Jesus offended the Pharisees because His act of healing trumps the law and grace trumps the law every time. The scandal was not the scandal of the broken law but of grace -- how could you argue that this healing was good and yet why would God give it on the Sabbath and break a history of understandings about what the law said and required? Because Jesus was not acting as an agent of the law but of grace -- the scandalous kind.

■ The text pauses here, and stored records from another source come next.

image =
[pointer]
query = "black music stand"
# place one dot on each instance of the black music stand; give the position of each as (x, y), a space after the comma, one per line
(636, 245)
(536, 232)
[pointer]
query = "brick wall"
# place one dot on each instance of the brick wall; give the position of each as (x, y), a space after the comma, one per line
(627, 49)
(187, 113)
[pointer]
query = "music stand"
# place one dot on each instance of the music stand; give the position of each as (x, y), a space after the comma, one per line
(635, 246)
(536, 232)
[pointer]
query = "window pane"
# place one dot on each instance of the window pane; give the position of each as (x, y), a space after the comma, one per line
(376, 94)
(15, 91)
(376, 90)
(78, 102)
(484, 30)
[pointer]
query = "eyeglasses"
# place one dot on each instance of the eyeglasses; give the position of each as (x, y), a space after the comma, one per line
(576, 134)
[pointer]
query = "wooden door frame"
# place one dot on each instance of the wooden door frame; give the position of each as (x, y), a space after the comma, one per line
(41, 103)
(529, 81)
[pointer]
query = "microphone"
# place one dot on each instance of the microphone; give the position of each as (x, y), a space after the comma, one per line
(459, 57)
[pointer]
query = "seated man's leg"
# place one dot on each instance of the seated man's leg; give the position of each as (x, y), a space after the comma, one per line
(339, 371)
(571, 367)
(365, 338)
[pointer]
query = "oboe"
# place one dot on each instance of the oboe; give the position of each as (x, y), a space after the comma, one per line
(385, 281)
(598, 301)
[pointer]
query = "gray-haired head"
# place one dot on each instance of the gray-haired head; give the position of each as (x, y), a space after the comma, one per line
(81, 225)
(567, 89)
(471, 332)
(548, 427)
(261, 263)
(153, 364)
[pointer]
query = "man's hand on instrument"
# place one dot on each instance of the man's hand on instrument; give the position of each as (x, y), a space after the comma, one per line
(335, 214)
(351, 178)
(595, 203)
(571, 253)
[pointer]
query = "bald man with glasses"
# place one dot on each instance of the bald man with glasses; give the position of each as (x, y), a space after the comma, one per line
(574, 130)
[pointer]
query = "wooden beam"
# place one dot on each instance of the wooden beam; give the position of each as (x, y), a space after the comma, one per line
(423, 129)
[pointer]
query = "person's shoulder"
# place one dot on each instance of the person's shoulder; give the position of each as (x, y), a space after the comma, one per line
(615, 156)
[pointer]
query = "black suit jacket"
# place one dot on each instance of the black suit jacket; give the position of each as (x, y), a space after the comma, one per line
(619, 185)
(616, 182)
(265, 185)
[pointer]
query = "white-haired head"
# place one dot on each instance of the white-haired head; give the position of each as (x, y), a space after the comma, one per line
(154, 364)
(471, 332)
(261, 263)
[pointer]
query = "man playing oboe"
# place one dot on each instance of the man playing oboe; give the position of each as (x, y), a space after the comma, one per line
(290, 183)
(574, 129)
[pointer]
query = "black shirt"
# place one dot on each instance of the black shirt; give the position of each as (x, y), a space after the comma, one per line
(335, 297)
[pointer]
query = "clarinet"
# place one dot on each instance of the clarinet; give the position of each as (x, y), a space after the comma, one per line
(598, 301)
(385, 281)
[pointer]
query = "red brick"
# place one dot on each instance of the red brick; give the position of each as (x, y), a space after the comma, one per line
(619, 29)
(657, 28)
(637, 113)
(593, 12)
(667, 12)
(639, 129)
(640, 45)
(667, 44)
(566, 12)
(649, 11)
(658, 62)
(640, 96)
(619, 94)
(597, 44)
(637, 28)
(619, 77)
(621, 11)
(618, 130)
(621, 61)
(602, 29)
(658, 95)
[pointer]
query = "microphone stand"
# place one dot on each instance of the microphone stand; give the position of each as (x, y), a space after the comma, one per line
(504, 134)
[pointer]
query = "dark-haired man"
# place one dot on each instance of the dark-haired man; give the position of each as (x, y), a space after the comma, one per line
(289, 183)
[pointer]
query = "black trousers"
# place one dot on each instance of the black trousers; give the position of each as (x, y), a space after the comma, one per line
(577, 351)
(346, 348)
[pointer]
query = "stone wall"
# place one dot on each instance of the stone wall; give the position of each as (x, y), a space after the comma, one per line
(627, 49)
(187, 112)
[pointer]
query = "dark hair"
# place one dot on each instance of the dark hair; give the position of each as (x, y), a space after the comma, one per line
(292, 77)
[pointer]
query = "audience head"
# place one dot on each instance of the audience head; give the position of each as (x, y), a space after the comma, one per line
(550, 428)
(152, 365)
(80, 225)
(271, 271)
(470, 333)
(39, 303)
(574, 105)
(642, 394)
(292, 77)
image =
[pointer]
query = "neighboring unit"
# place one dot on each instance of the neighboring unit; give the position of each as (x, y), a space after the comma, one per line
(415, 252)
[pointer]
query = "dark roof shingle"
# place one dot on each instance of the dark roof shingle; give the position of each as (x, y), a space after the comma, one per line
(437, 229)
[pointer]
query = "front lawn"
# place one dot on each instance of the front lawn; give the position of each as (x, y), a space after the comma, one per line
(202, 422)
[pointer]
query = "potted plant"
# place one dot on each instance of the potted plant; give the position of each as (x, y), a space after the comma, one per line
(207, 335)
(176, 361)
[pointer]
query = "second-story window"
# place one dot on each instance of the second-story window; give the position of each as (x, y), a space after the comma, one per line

The same can be said of the analogy of the old wine and the new wine. New wine is not smooth and mellow but pungent and sharp. It is not the predictable flavor imparted slowly, over time, but the raw taste of something new and shocking. New wine is volatile and still fermenting while the old wine is done -- it is waiting only to be drunk up and finished. These are characterizations of law and gospel according to Capon. Jesus proves to be the volatile and pungent taste of grace -- the new wine which is scandal and surprise. If He had healed after sunset, Jesus would have been identified with the old wine of the law which Jesus was not here to bring.
Yes, there is much in Capon to make you think. His writing is as raw and unpredictable as the grace he describes. This is not the kind of stuff where you read and say yes to everything (it is not doctrinally pure or morally comfortable) but it sure opens some doors to your mind and gives us a powerful appreciation of the scandal of grace.
4 comments:
No. simply “Amen” is not enough, not even “Hallelujah” or forty “Hallelujahs” as in the most joyous of Eastern Orthodox services.
I suspect that this understanding of “Grace” is what Dr. Martin Luther had in mind when, just before meeting His Lord, he wrote, “We are beggars.” Certainly he did not believe that, like beggars, we have to constantly beg and grovel to obtain God’s favor. I suspect that he meant that like beggars, we simply do not have anything to offer God, and to pretend that we do is a grasping for the law. Blessed are you who are poor, for yours is the kingdom of God.
Thank you, Rev. Peters.
Peace and Joy!
George A. Marquart
Since I plan to steal your work, I want to make sure it's fully correct and complete:
Grace cannot be understood or explained -- only accepted and this is why the Spirit.
Is there an ending missing? Maybe "...why the Spirit is needed." Or "...helps us." Or ...?
I'd like to print this in our parish newsletter, with your permission, of course. Just kidding about stealing it.
I checked the draft and put the missing end of the sentence in... how strange it is that I read these over and somehow miss some of the obvious errors... thanks
Good thoughts. I read "Between Noon and Three" several years ago and had much the same reaction. Refreshing to hear an author so vividly proclaim grace, which is a shock to the system: "What?! How can God operate like that?"
Now, some of Capon's writing goes too far, and he dances on the line of universalism, or crosses it. Yet I still appreciate his willingness to let grace be grace, as scandalous as it is. I hear my own people sometimes wanting to qualify grace: "Yes, God forgives freely... all you have to do is ask for his forgiveness." Aagh! Let God forgive just because he wants to forgive.
Have you read Capon's "Kingdom, Grace, Judgment: Paradox, Outrage and Vindication in the Parables of Jesus"?